I am new using R and I don't quite understand what is happening here so would greatly appreciate any help to understand why my kmeans cluster has NA values on my test set.
This is process I am following:
#1 - Load data and libraries
library(caTools)
library(caret)
library(flexclust)
train = read.csv("test.csv", stringsAsFactors=FALSE)
#2 - Convert state vars to Factors
train$condition=as.factor(train$condition)
train$carrier=as.factor(train$carrier)
train$color=as.factor(train$color)
train$storage=as.factor(train$storage)
train$productline=as.factor(train$productline)
train$biddable=as.factor(train$biddable)
train$cellular=as.factor(train$cellular)
#3 - Split Train set to Train and Validation sets
set.seed(123)
split = sample.split(train$sold, SplitRatio = 0.7)
train = subset(train, split==TRUE)
test = subset(train, split==FALSE)
#4 - Remove redundant vars (UniqueID and description) to create clusters
trainLimit = train
testLimit = test
trainLimit$sold=NULL
testLimit$sold=NULL
#5 - Create clusters
#5.1 - convert values to numeric
trainLimit$biddable=as.numeric(trainLimit$biddable)
trainLimit$startprice=as.numeric(trainLimit$startprice)
trainLimit$condition=as.numeric(trainLimit$condition)
trainLimit$cellular=as.numeric(trainLimit$cellular)
trainLimit$carrier=as.numeric(trainLimit$carrier)
trainLimit$color=as.numeric(trainLimit$color)
trainLimit$storage=as.numeric(trainLimit$storage)
trainLimit$productline=as.numeric(trainLimit$productline)
testLimit$biddable=as.numeric(testLimit$biddable)
testLimit$startprice=as.numeric(testLimit$startprice)
testLimit$condition=as.numeric(testLimit$condition)

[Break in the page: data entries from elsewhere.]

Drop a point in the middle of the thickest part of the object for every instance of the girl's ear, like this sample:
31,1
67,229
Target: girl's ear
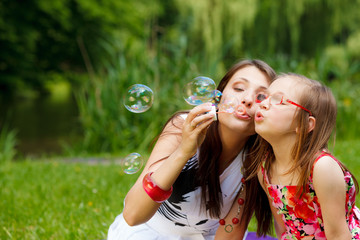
312,123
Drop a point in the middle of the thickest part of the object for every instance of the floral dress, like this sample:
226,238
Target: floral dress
302,217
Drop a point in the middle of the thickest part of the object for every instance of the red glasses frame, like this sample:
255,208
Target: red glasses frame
262,97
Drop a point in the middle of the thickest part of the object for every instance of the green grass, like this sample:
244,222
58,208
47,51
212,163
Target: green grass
55,199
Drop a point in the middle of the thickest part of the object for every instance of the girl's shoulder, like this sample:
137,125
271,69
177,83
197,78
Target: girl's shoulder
327,171
326,162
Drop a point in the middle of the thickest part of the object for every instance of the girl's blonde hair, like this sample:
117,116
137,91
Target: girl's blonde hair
321,102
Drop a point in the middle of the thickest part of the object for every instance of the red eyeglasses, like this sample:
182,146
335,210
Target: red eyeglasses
278,99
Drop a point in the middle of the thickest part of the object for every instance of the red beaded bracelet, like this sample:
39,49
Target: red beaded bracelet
155,192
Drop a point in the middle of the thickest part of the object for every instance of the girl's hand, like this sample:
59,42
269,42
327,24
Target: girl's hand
195,127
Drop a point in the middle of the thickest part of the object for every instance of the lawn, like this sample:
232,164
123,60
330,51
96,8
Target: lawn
56,199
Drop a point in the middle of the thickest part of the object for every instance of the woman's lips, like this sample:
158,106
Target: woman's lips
240,113
259,117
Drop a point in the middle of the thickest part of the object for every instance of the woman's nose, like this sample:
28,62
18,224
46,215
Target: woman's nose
265,104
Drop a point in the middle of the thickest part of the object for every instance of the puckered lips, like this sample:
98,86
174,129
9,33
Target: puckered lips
241,113
258,116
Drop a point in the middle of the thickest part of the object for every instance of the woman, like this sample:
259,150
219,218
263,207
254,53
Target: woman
198,161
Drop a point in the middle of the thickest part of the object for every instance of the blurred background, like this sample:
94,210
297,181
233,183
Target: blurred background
65,65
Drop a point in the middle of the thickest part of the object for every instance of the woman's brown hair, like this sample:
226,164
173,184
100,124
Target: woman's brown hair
211,149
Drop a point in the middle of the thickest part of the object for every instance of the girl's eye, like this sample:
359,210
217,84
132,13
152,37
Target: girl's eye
239,89
260,97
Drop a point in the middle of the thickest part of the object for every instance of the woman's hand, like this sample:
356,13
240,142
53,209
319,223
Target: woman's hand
195,127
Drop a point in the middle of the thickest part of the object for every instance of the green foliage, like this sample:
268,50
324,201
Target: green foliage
108,125
42,36
7,144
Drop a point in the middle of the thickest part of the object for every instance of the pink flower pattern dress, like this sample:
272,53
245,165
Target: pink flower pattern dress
302,217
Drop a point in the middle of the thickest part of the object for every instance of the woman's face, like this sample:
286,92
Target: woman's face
243,86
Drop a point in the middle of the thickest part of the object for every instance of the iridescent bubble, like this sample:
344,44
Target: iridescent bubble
199,90
132,163
228,104
138,98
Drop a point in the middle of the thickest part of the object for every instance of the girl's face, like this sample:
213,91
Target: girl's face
274,118
244,85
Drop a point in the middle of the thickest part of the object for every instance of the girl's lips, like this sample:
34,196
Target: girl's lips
259,117
240,113
242,116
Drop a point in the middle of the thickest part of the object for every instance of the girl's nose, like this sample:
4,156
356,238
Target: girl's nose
248,101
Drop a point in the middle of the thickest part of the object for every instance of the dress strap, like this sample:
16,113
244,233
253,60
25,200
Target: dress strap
322,154
263,171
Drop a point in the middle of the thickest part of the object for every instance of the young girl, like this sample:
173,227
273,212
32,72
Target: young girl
191,185
311,193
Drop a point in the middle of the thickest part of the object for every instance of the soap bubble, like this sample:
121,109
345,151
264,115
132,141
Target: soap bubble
138,98
132,163
199,90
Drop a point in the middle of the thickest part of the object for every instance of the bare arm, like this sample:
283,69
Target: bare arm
173,150
278,221
238,230
330,189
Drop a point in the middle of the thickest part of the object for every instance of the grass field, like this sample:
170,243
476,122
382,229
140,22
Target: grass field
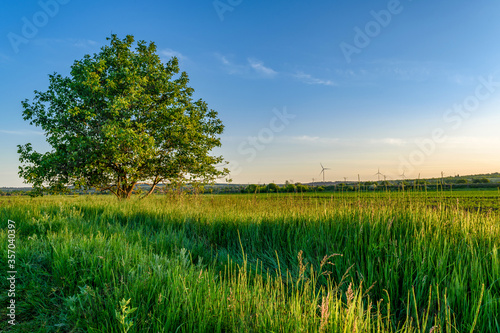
343,262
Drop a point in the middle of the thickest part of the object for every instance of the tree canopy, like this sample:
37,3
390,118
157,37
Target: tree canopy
121,117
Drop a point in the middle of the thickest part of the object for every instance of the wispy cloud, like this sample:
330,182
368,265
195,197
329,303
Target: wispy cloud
259,67
306,139
309,79
171,53
253,67
389,141
316,140
21,132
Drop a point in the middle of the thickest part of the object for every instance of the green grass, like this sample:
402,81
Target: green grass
343,262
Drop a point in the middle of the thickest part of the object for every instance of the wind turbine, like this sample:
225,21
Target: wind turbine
323,171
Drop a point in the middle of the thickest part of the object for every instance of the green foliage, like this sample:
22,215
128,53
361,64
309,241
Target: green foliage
123,315
272,188
341,262
120,118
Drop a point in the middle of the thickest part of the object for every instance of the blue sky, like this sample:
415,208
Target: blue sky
404,86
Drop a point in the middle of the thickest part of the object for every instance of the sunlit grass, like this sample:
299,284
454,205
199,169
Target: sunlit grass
383,262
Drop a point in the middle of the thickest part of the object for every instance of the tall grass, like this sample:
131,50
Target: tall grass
385,262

testLimit$cellular=as.numeric(testLimit$cellular)
testLimit$carrier=as.numeric(testLimit$carrier)
testLimit$color=as.numeric(testLimit$color)
testLimit$storage=as.numeric(testLimit$storage)
testLimit$productline=as.numeric(testLimit$productline)
#5.2 - Normalize variable values (to reduce the dominance from start price)
preprocess=preProcess(trainLimit)
trainNorm=predict(preprocess,trainLimit)
testNorm=predict(preprocess,testLimit)
#5.3 - Create clusters
k=6
set.seed(123)
km = kmeans(trainNorm,centers=k)
km.kcca = as.kcca(km, trainNorm)
clusterTrain = predict(km.kcca)
clusterValidation = predict(km.kcca, newdata=testNorm)
data for testing:
biddable startprice condition cellular carrier color storage productline sold
1 0.99 Used 1 Unknown White 64 iPad 1 1
0 99.99 Seller refurbished 0 None White 16 iPad 1 0
1 20 Used 1 AT&T Black 16 iPad 1 1
0 75 Used 0 None Black 16 iPad 1 1
0 95 Used 0 None Black 32 iPad 1 0
0 84.99 Seller refurbished 1 AT&T Unknown 64 iPad 1 1
0 90 Used 0 None Unknown 16 iPad 1 1
0 79 Used 0 None Black 32 iPad 1 0
0 115 Used 0 None Unknown 32 iPad 1 0
0 289.95 New 1 Unknown Black 64 iPad 1 0
0 69.99 Used 0 None Black 16 iPad 1 0
0 269.99 New 0 None Black 16 iPad 1 0
0 79.99 Seller refurbished 1 AT&T Black 16 iPad 1 1
1 75 Used 0 None Unknown 32 iPad 1 1
1 50 Used 0 None Black 16 iPad 1 1
0 169.95 New 0 None Black 16 iPad 1 0
1 62 Used 0 None Black 64 iPad 1 1
0 279.95 New 0 None Unknown 32 iPad 1 0
0 149.95 New other (see details) 1 Unknown Black 64 iPad 1 0
0 99 Seller refurbished 1 AT&T Black 64 iPad 1 0
1 100 Used 0 None Unknown 16 iPad 1 0
1 49.49 Used 0 None Unknown 32 iPad 1 1
1 25 Used 1 AT&T Unknown 16 iPad 1 1
1 40 Used 0 None Unknown 16 iPad 1 1
1 29.99 Used 1 AT&T Black 64 iPad 1 1
1 49.99 Used 1 AT&T Black 16 iPad 1 1
1 50 Used 0 None Black 16 iPad 1 1
1 80 Used 1 AT&T Black 64 iPad 1 1
Any idea why this is happenning?